In part because it's there, and in part because Clarett might be uniquely positioned to impact the sport. Imagine football without downs or pads and you're getting a sense of what rugby is like. Rugby sevens, where only seven men to a side cover an entire field in the space of two seven-minute halves, is an intense, exhausting whirl of motion. Players can run more than two miles in the course of a single game.
"There's so much movement, it's so aggressive," Clarett says. "You've got to think about offense, defense, you've got to make sure nobody beats you around the edge. … It's got a basketball component in that way. It's humbling."
At one of the earliest practices, Clarett realized what he was up against when he spotted an older player who clearly didn't possess the physical gifts of many of his opponents. But with a knowledge of the game, an understanding of which angles to play, the older player absolutely smoked his competition. For a guy who made his name running over the best in the country, the idea of running around trouble intrigued Clarett. He still has next-level physical instincts, if not necessarily the gifts to implement them.
"Physically, he's strong, he's fast, he's tough, he has an impressive skill set," Moglia says. "I think he has a great chance to contribute."
"His conditioning is not where it needs to be for rugby, but he gets the game," adds Holmes. "He grasps it more than most, faster than most who come over from other sports. He's spent a lot of time watching on YouTube. For now, it's just a matter of getting playing time and getting exposure."
Tiger Rugby is a rigorous, all-day commitment. Workouts begin at 10 a.m., with field work, passing, kicking, and footwork coming around midday. The teams break into specializations later, and then watch tape and work on plays as a group. Holmes is taking Clarett's participation seriously, and won't put him into competition before he's ready. Holmes anticipates Clarett's first serious on-field action should come in late May.

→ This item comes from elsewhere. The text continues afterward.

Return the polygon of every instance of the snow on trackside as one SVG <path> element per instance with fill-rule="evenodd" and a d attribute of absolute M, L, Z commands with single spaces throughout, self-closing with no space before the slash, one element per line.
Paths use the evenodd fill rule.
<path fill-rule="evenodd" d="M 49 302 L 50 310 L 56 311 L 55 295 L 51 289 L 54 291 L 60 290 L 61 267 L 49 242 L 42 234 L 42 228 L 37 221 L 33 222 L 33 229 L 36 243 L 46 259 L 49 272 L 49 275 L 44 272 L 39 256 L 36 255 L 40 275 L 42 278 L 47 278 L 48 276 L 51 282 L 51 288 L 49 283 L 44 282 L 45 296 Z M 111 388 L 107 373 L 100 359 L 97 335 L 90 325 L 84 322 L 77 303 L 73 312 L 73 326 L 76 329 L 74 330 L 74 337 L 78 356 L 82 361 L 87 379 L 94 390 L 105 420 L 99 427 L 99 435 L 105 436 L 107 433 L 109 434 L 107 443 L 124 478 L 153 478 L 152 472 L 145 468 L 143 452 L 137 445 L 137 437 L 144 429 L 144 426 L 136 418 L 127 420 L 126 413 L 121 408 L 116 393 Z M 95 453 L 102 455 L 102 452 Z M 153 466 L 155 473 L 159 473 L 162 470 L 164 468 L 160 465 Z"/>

"I'm like a kid again," Clarett says. "It's fun for me to compete again, to have conversations with guys about competing again."
Ten years after his last moment in the spotlight, Clarett is trying to mend fences, even at Ohio State. His scandal there is neither the most recent nor the worst – at Ohio State or in college football as a whole. And the passage of time has turned open wounds into scars with stories; he was invited to join the rest of the 2002 team on the field this past November as Ohio State beat Michigan.
"All that you go through is necessary to make you who you are," he says. "Mike Tyson has all these stories that help more people to learn from what you've done wrong."
Moglia says a man is someone who stands on his own two feet and lives with the consequences of what he's done. "What Maurice has gone through has changed him," he says. "He wants to build a new life for himself, for his family. He's better educated, more knowledgeable, more devout. … He's paid the price he needed to pay."
No, Maurice Clarett isn't finished trying to come back. The odds against him are long, and, having burned so many bridges, the list of people willing to give him a shot is short.
He's 29 – a fresher 29 than he'd be with four years of football experience, but still 29, trying to hang in a field where 29 is middle-aged. Still, what choice does he have?
"Please remember that weak minds produce weak thoughts and weak thoughts produce weak action," he wrote in 2010. "Weak actions produce weak lives and weak lives cause a lot of heartache, headaches, stress, depression, and anxiety."
Yes, he's talked this kind of talk before. Still, the slate's wiped clean. The score's even. He's got the ball in his hands again. And it's up to Maurice Clarett to make the next move.